Все молчали. Федор медленно вышел из избы. Он внутренне уважал последний безнадежный порыв храбрости непримиримого врага.
…Наступила зима. При первых морозах убили последних двух бандитов прямо на печке, сонных. Остался один Игнат Дыбин. Скрывался неизвестно где. Уже не дрожали жители Паховки от ужасов убийств и грабежей, прекратились пожары. Вечерами зажигали лампы в избах, не боясь, что на огонек заявятся незваные гости. Жизнь потекла своим чередом.
Самоохранщики сдали оружие и занялись своим всегдашним делом. Переделили землю полосками, с бурьянами на межах. Мощный чернозем, искромсанный межами, засоренный, запущенный, оставался таким же.
Только Федор не сдал винтовку. Он хотел покончить с Дыбиным сам, без правосудия. Но Дыбин хитер. Федор знал, что иногда Игнат бывает у отца, а не мог укараулить бандита. Знал и Ефим, что Федор не бросит этого дела, поэтому и не велел являться в дом. Но Федор все чаще и чаще заходил и требовал:
— Не поможешь поймать — расскажу в волости.
— Донесешь — пожалеешь! — угрожающе ответил отец.
— Не пугай ты меня, — сказал Федор, ухмыляясь.
— Куска хлеба не дам.

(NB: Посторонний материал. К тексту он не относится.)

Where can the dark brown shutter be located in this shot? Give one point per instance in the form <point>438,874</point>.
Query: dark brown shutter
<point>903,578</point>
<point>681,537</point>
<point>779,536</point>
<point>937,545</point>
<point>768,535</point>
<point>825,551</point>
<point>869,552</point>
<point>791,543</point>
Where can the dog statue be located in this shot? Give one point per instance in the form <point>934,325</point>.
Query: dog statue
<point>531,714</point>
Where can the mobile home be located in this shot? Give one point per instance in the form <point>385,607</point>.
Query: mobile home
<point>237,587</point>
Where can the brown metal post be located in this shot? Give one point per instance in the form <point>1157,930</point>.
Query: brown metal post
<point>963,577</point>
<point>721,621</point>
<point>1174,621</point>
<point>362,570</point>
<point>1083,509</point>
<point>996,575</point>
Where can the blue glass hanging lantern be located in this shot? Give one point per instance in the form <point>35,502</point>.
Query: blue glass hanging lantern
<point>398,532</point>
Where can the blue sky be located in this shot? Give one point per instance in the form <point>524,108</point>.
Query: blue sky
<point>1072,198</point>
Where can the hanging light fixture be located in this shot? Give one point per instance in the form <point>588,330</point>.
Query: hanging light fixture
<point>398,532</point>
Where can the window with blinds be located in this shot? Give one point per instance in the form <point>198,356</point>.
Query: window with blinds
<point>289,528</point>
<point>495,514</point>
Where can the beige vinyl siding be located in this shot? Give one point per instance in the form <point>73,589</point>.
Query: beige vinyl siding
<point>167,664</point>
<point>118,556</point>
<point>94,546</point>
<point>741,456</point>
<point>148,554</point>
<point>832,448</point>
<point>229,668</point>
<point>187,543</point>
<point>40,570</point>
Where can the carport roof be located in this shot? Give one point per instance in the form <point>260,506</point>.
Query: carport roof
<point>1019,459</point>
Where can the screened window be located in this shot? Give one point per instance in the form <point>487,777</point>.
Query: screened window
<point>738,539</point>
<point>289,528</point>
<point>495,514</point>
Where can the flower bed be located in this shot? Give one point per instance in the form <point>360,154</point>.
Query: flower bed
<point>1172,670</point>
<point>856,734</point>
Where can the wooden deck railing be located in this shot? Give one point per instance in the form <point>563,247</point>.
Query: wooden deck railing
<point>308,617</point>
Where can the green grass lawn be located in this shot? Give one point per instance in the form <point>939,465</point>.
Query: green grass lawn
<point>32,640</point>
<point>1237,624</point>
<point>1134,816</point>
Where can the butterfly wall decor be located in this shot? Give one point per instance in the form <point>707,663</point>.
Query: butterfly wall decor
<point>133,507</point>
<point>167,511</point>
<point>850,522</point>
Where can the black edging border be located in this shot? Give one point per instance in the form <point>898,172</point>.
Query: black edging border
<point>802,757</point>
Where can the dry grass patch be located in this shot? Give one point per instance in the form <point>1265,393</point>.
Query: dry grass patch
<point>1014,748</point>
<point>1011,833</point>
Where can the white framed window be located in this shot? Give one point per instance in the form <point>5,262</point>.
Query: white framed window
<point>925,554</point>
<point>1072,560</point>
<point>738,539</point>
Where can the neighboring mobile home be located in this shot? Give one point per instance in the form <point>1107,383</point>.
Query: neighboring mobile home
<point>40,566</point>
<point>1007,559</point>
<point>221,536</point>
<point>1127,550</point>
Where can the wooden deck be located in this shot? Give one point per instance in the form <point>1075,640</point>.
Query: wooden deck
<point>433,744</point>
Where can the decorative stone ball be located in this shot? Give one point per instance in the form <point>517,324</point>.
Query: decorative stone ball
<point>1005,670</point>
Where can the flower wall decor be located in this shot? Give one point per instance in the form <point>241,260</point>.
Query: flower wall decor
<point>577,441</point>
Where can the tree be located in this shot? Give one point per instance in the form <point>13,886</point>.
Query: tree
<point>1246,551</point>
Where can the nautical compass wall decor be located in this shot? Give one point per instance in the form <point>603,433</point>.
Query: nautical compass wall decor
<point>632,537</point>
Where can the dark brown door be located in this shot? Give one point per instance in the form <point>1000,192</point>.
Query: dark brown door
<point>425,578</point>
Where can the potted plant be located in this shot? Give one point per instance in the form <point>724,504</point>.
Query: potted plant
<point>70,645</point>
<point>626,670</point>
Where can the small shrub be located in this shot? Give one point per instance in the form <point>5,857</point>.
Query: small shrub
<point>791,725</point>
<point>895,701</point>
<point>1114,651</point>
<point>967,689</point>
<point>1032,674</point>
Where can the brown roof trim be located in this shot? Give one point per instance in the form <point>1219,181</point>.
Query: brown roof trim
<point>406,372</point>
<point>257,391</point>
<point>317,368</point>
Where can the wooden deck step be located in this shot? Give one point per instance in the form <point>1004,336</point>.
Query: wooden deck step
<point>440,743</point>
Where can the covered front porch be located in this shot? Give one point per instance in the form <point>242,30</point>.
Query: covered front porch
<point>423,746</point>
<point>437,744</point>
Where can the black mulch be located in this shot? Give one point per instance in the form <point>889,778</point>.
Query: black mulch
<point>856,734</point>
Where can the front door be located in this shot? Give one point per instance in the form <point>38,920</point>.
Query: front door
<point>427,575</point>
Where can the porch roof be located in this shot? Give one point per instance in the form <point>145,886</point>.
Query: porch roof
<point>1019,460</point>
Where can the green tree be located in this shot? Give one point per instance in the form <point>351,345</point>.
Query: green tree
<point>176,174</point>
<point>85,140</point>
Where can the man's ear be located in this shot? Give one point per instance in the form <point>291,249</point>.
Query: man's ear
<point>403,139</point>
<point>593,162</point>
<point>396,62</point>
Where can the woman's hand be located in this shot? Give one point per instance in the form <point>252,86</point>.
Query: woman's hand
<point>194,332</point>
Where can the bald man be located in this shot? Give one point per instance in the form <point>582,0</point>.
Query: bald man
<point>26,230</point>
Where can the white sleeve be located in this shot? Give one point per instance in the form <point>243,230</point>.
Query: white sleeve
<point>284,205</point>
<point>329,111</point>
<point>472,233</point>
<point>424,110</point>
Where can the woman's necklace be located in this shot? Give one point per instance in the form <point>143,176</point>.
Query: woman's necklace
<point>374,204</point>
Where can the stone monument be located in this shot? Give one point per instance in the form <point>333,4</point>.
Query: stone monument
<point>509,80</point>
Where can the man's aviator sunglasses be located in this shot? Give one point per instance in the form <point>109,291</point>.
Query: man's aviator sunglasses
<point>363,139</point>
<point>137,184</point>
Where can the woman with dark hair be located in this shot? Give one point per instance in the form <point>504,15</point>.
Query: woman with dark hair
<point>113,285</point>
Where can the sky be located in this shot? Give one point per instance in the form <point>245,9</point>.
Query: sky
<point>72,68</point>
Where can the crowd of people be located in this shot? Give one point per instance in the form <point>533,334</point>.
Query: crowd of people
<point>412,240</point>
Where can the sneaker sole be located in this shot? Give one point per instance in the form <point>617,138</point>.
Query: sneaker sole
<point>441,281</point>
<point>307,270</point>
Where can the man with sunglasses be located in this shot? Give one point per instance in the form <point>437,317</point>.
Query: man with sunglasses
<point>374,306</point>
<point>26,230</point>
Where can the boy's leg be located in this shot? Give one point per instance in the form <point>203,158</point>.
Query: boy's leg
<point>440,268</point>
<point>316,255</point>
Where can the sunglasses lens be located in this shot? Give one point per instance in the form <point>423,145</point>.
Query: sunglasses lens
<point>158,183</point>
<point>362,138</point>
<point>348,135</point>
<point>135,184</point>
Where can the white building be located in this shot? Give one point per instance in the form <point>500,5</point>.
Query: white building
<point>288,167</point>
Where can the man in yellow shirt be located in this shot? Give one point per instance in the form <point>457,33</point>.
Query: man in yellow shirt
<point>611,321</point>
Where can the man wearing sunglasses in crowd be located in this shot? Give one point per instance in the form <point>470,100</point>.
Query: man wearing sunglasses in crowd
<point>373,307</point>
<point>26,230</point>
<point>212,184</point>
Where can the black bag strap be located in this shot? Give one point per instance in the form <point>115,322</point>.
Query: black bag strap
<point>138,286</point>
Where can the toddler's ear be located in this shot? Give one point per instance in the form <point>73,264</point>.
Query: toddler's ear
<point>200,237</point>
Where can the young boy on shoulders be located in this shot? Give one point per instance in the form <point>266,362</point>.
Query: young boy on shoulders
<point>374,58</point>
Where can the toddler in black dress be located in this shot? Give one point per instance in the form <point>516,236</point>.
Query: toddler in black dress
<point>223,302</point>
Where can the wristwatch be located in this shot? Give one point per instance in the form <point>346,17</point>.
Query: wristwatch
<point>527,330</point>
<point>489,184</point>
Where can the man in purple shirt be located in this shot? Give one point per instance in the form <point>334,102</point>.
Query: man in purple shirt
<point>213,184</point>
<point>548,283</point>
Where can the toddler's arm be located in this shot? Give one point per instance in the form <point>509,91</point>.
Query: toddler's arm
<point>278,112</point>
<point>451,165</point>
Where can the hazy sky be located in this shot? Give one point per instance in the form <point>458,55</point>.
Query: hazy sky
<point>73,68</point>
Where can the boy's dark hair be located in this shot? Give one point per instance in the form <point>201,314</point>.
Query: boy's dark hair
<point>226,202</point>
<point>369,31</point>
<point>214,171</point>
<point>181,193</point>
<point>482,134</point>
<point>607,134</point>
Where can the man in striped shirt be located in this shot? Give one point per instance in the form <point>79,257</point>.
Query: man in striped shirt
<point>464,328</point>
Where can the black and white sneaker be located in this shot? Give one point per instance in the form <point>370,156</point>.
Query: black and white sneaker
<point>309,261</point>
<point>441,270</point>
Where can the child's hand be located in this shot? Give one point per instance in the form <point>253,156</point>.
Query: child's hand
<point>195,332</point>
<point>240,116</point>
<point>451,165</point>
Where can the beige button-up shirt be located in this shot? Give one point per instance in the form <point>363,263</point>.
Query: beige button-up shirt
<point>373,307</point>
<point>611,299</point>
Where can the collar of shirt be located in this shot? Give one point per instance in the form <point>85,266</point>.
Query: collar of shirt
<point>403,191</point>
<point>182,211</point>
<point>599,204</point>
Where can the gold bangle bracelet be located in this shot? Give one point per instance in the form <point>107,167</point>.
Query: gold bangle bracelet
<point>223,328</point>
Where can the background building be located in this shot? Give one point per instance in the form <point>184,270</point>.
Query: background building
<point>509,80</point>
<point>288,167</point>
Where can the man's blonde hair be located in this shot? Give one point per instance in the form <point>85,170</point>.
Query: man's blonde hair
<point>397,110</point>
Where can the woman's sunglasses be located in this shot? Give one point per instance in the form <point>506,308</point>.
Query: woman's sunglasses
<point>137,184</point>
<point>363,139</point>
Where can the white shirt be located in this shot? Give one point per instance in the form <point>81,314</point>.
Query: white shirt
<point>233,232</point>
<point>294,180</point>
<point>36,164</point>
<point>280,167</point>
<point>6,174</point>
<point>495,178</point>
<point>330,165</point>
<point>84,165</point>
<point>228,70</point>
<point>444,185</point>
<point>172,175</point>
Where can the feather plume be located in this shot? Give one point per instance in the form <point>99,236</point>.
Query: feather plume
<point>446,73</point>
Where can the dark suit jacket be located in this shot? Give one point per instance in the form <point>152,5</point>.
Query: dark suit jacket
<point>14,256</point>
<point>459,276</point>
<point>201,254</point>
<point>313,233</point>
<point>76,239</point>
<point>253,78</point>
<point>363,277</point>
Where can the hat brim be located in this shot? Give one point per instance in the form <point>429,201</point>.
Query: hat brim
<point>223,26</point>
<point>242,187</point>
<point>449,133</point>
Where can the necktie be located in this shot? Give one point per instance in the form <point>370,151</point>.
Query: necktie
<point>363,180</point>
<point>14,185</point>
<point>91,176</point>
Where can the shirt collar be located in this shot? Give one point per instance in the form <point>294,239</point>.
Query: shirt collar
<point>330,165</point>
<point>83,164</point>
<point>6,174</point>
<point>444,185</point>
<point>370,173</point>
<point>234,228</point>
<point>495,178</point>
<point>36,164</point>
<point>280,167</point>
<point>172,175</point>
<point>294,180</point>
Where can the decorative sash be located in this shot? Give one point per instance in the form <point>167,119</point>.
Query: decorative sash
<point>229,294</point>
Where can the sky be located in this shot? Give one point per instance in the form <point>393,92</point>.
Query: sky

В дом не пущу!
— Не требую хлеба, — продолжал тем же тоном Федор.
— Ух! — заскрипел Ефим зубами. — Кто Ухаря придушил?
— Та-ак. Ну прощевайте, Ефим Андреевич.
Зинаида заплакала, всхлипывая. Миша подошел к брату и смотрел ему в глаза снизу вверх. Миша не хныкал. Он плакал так, как плачут иногда взрослые мужчины, сильные духом: лицо будто спокойно, а слезы текут горошинами.
…Ночью Федор вырыл во дворе яму, засыпал винтовку сухой мякиной, а потом землей.
В Паховке делать нечего. Получать надел земли и жить одиночкой — бесполезно: лошади нет. А кроме как на земле, нигде не заработаешь. Есть хлеб Андрея Михайловича становится стыдно. И еще мысль: нельзя же жить с отцом вот так, врозь. А вместе жить невозможно.
И ушел Федор на заработки.
Глава пятаяПрошло два года. Канула в прошлое кучумовщина. Лишь один холм на горе, за селом, где зарыто несколько бандитов, напоминал о былых в Паховке днях.
Хотя и в мирную колею вошло село, но беспокойства все-таки много. Новое и непонятное появлялось с каждым днем.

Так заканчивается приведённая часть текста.